私、みんな神様だからカイシさんのこと分かってて、私たち元人間の愚かさを影でわらってるのかとおもっちゃった。」
「そんなことはありません!一葉は、一葉は・・・いつも、白石殿を心配し申し上げております・・いつも、あなたと同じ気持ちでおります・・。」
「一葉・・。」
「ですから、ご不満がありましたら申し付けてください。至らない側仕えですが、相談にのらせてください・・・お話を・・聞かせてください・・」
すると、白石殿は私を抱き締めてくださいました。小さい子供をあやすような。
「一葉、ありがとう。私と、同じ気持ちでいてくれたんだね。」
「・・・一葉は至りませんが、その分、あなたと一緒に精進していけます。どうか、私めを同類、いえ、下僕と思って、なんでも打ち明けてください。」
しばらく抱き締められたまま、お伝えしました。白石殿は何度か頷いたあと、ゆっくりと体をおこされました。
「一葉あまりどもらないでたくさん話せたね。」
「あ、いや、そ、そうでしたか。」
「優しいんだね。」
「わ、私めは誰にでも分け隔てなくしてしまうが故、、、」
「そなの?相楽と私では態度が違うように思えるけど。」
それは、なんとなく聞いているお二人の話の流れ的に白石殿の味方になってしまっていたのかもしれませんね 。

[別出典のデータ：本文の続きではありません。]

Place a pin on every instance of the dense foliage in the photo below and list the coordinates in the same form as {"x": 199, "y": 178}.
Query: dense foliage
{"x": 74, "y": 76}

言いかけて白石殿の方を見ると、白石殿はニコニコとして心から楽しそうにしていらっしゃいました。
それを見て、私はホッとしたというか。
「白石殿に言っていただければ、貴方だけに優しくする事もできます。」
「あはは、じゃあ、本当にそうしてもらっちゃおうかな。寝る時横にいてとか相楽のアタックから守ってとか。あと、胡蝶に体吹かれると大変そうだからやってとか。」
「はあ。よろしいので?一葉は男の性ですので、下界ではそういう事柄は避けるべきとされていると思いましたが。」
「え!!」
「?」
「一葉、男の人だったの。」
「え?あ、はい。あの、お会いした際に申しませんでしたでしょうか。」
「聞いてないよ!!うわ、さっきの無しね。胡蝶でいいから!」
「あの、女性とお思いで?」
「うん、ごめんね。声低いのはわかってたけど、そういう女性の人、この世界では多いじゃん。仕草も、みんな大らかで分かんないし。」
ずっと女性と思われていたことなんて問題ではないはずなのに、どこか苛立ちのような悲しさを感じる。
「い、以後、どうぞ宜しく、、」
「わー!一葉ごめんね!」
その日を境に、白石殿は小さなことでも私に相談してくださるようになりました。
ただ、彼女の心な中に潜む何かの罪の意識のようなものについては話題に出ることはありません。
その部分を、少しでもお手伝い出来ればと思うこの頃なのです。
ただ、あの時の言葉があのような事態になってしまうとはこの時思いもよりませんでした。